In his classic work, Post Modern Ethics and partner volume, Life in Fragments, he developed his attack. On page 10 of Post Modern Ethics he lays into the idea of granting authority to the moral wise, “If philosophers, educators, and preachers make ethics their concern, this is precisely because none of them would entrust judgement of right and wrong to the people themselves or would recognize, without further investigation, the authority of their beliefs on the matter”. He is profoundly suspicious of the very practice of high ethics as he sees it as a tool for undermining the status and responsibility of the people.
“Only ethics can say what really ought to be done so that the good be served. Ideally, ethics is a code of law that prescribes correct behaviour ‘universally’ “that is, for all people at all times; one that sets apart good from evil once for all and everybody. This is precisely why the spelling out of ethical prescriptions needs to be a job of special people like philosophers, educators and preachers.”
These special people have a position of authority over ordinary people. We are left to carry on applying rules of thumb that we cling to, given us by the moral authority which has legal and judicial weight. In other words the kind of moral behaviour which ethical experts tend to offer is one governed by law. Those experts also govern how good the people are at following these moral laws. Their authority comes from having special access to knowledge not available to ordinary people. They gain it by communing with the spirits of the ancestors, studying the holy scriptures, or unraveling the dictates of Reason.
Bauman feels this approach embraces a derogatory view of the ‘ethical competence’ of ordinary people in ordinary circumstances. We are impotent in the face of these experts who we depend upon and must go to for guidance. What is more the kinds of ethics the “experts” come up with are distanced form the hurly burly of real life. It is developed in the rarefied environment of university philosophy or theology departments. We live in the muddy, ambiguous world of real life where applying these sorts of rules seems much more difficult than in the carefully worked out calculations the experts made. What is more, simply following laws laid down doesn’t help us learn to take responsibility for making moral decisions ourselves. Quite the reverse is true. We are inducted into becoming dependent on the wise, but when we are alone in the world, having to act, we do not have our experts at hand to help.
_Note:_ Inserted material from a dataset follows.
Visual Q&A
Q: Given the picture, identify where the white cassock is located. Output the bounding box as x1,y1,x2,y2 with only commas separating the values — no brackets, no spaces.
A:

One last aspect of his criticism is the role of community in expressing and organising morality. Moral rules are seen as the ways in which society organises and orders itself. We see religions encouraging their believers to live by their moral systems, politicians asking for people to uphold the common good, live by the agreed values of society. However, Bauman reminds us that being good sometimes means opposing the moral standards of the community, not least in Nazi Germany. So for society to be morally fit, it needs to encourage a willingness to stand against the common accepted view.
Bauman’s contribution is to challenge the nature of ethics itself and the power relationships which seem to be implied in the kinds of systems which ethics has classically looked to. In any ethical theory, we can ask, does the theory encourage moral responsibility, does the theory encourage the idea that must take moral responsibility for our actions and judgements, or does it encourage us to defer to others, or do what we are told.